Michael Doherty
Professor Doherty was a scholar of St John’s College Cambridge (obtaining a double 1st in medical sciences and anthropology and archaeology) and completed his undergraduate training at the Middlesex Hospital, London. He was an ARC Research fellow in Bristol and Bath and was awarded the Raymond Horton Smith prize (Cambridge University) for his thesis on pyrophosphate arthropathy.
He was appointed Senior Lecturer in Nottingham in 1985 and currently is Professor of Rheumatology and Head of Academic Rheumatology, University of Nottingham.

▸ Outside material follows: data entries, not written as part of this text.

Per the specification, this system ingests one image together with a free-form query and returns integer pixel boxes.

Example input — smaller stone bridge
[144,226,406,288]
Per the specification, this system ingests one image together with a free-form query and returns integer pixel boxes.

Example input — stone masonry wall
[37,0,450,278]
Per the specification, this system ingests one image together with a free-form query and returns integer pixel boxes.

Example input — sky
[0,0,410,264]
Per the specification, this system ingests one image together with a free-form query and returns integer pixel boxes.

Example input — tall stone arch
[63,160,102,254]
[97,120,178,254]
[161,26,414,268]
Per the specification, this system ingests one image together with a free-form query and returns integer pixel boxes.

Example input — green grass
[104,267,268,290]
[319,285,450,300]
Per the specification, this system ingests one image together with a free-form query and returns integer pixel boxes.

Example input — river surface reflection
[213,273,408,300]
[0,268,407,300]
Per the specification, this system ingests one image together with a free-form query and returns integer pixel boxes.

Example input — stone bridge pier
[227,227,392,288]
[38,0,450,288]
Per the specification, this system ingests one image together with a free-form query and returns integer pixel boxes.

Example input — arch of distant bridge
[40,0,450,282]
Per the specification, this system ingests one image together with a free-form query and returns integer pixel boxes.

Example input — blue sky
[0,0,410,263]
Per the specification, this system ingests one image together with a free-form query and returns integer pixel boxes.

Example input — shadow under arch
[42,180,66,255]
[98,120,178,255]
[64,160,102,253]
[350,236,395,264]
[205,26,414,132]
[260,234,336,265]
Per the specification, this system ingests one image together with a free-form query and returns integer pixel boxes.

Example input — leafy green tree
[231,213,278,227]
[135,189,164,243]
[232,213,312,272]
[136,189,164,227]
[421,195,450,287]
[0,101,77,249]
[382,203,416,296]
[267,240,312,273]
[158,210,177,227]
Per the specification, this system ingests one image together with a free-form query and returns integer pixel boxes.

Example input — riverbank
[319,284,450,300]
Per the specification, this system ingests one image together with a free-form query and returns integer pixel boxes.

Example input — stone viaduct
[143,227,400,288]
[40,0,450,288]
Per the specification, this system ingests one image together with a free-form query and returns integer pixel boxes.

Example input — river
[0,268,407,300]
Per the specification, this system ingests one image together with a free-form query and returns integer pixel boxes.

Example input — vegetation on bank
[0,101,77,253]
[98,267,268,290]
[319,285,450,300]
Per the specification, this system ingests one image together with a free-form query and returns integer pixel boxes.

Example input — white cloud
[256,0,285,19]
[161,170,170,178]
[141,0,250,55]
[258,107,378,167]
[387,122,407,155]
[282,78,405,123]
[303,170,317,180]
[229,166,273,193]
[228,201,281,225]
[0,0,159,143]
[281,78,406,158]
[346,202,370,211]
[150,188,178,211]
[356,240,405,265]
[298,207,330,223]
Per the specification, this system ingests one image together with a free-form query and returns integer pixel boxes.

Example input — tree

His principal research interests are:
- epidemiological, genetic and clinical aspects of osteoarthritis
- community-based clinical trials
- crystal-associated arthropathy, and
- evidence based practice and guideline development
He is a member of the Curriculum Policy Group in Nottingham University Medical School and was awarded a Lord Dearing prize for teaching and learning in 2001. He has written extensively on musculoskeletal clinical examination skills and developed the “GALS” musculoskeletal screen. He was elected Fellow of the Higher Education Academy in 2007
He is a past editor of Annals of the Rheumatic Diseases (1992-99) and was the BSR Heberden Roundsman in 2000. He has co-chaired EULAR Task Forces for evidence-based recommendations for management and diagnosis of osteoarthritis, gout and calcium pyrophosphate arthritis, and has been involved as a clinical expert in NICE appraisals relating to osteoarthritis and gout.